Last week, Atlanta Mayor Kasim Reed cited the need to use hard and soft politics in governing the city. "We are making hard decisions again and again that allow us to show compassion," the Democrat told a luncheon held by the Atlanta Press Club. "Because you can't help other people if you're broke yourself."
The Republican congressional leadership might consider the use of hard and soft politics.
Currently, they are tagged as playing hard politics (making tough decisions that are not pleasant), while President Obama is practicing soft politics. He wants to overspend today, to be compassionate.
We all want to be compassionate. The question is, which path is sustainable? Reed is right; you can't help others if you are broke.
The U.S. government needs to get its fiscal house in order. This is the core of the ongoing argument between congressional Republicans and Obama and the Democratic Party.
Obama and the Democratic Party are winning the media war over the government budget by using rhetoric to obscure facts. They appear cheerful and compassionate, while painting the Republicans as mean-spirited grumblers. For example, last Monday, Obama told reporters at the White House, "Over the past two years, I've signed into law about $1.4 trillion in spending cuts."
This might lead one to believe that government spending has gone down. Let's look at the numbers. The year before Obama took office, the federal government spent $3 trillion. During the first year of his administration, it spent $3.5 trillion. Last year, it spent $3.6 trillion. This year, it is on pace to spend $3.8 trillion.
Obama's 2013 budget request contains $3.8 trillion in spending.
That request represents a 28 percent increase in spending from what it was in 2008.
Fact one: We are spending more than we did last year and a great deal more than we did during the year before Obama took office.

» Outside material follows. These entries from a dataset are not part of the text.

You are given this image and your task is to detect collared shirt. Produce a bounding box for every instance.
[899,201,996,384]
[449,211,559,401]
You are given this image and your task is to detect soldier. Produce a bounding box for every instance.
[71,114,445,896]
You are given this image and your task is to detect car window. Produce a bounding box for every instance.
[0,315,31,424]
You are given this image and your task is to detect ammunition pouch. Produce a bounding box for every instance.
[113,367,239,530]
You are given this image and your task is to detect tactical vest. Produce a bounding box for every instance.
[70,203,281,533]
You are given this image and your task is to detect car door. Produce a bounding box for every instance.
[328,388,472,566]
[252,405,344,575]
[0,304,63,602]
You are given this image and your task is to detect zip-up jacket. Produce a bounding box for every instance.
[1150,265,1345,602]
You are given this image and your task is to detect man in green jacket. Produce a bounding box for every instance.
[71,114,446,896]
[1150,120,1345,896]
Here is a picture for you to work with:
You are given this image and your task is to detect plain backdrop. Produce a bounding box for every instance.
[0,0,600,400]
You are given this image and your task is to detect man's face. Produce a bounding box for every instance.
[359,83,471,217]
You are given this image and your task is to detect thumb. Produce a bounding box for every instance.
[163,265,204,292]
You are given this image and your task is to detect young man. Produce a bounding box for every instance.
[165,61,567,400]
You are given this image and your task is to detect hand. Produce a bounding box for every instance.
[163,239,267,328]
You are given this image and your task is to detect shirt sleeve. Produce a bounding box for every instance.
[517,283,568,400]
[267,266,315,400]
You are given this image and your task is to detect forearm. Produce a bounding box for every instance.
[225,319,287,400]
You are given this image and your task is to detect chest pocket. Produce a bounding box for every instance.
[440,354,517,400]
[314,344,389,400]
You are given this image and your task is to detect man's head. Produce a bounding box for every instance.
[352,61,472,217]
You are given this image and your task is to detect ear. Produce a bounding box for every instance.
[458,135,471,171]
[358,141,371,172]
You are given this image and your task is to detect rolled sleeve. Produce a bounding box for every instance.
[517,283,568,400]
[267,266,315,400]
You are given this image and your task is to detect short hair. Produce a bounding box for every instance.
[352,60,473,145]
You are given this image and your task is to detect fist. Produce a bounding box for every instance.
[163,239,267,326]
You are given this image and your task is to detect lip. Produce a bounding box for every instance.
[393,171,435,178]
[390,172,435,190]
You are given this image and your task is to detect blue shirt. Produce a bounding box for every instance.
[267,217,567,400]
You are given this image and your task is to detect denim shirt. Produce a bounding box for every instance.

Fact two: We are spending more than we take in every year, leading to a higher and higher debt. The total federal debt when Obama took office (the total amount of cumulative deficits and surpluses) was $10.6 trillion. Divided by the U.S. population, that's $35,000 of debt for every man, woman and child. At the end of last year, our debt had increased to $14.8 trillion, equating to $52,000 per man, woman and child. Obama's proposed budget for 2013 would lead to federal debt of $55,000 for every man, woman and child in the United States.